October 3, 2023
This article was authored by Adriana Villasenor, Senior Director in FTI Consulting’s Cybersecurity practice.
On September 18, more than 9,000 payments professionals gathered at Sibos 2023 in Toronto to reflect on the future of the global payments system.
Over the course of last year, global transaction banks, financial market infrastructures, central banks, and other custodians of critical payments data have dealt with emerging issues that continue to challenge and redefine how global trade is conducted. With thought-provoking discussions around geopolitics, cybersecurity, artificial intelligence, and Central Bank Digital Currencies (CBDCs), panelists and attendees from around the world addressed this year’s theme: Collective Finance in a Fragmented World.
Below is a summary of key takeaways from this global gathering.
Geopolitical Upheaval, Resilience, and a GPS for the Cyber Threat Landscape
Multiple panels addressed the state of geopolitics, generally reaching a consensus on the pivotal role that geopolitics play in today’s business environment and the increasing risks they bring. Global trade has been notably impacted as sanctions are applied around the world, and global businesses attempt to adapt, innovate, and grow amid the uncertainty and operational disruption that conflict, illegality, and malicious activity feeds.

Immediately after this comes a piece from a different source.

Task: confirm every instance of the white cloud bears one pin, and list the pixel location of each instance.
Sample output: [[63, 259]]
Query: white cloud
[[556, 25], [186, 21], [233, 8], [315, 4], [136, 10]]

Geopolitical risk and fragmentation carry significant cybersecurity implications. Sanctioned entities have proven time and again they will resort to sophisticated cyber intrusions to achieve their goals. Whether financially motivated, espionage related, or destabilization driven, large scale cyber activity can be directly correlated with geopolitics. Simply put, to know where – and often how – cyber risks will pose the greatest threats, financial institutions can look at the state of geopolitics and leverage them as a guiding light, a cyber threat Global Positioning System (GPS).
Rising geopolitical risks are changing the way banks and financial market infrastructures plan and strive to stay resilient. During a session on geopolitical resilience, the chief risk officer at a global financial market infrastructure indicated that today’s environment calls for management to regularly consider geopolitical risk, and for it to be embedded into risk management practices, including accounting for cybersecurity risk.
For the hyperconnected payments infrastructure that underpins global business transactions, geopolitics are an obvious concern. A Chief Payments Officer at a global transaction bank stated, “As much as we want to keep that helpful interconnectedness, we will have to scenario plan for some very unhelpful lack of connection.”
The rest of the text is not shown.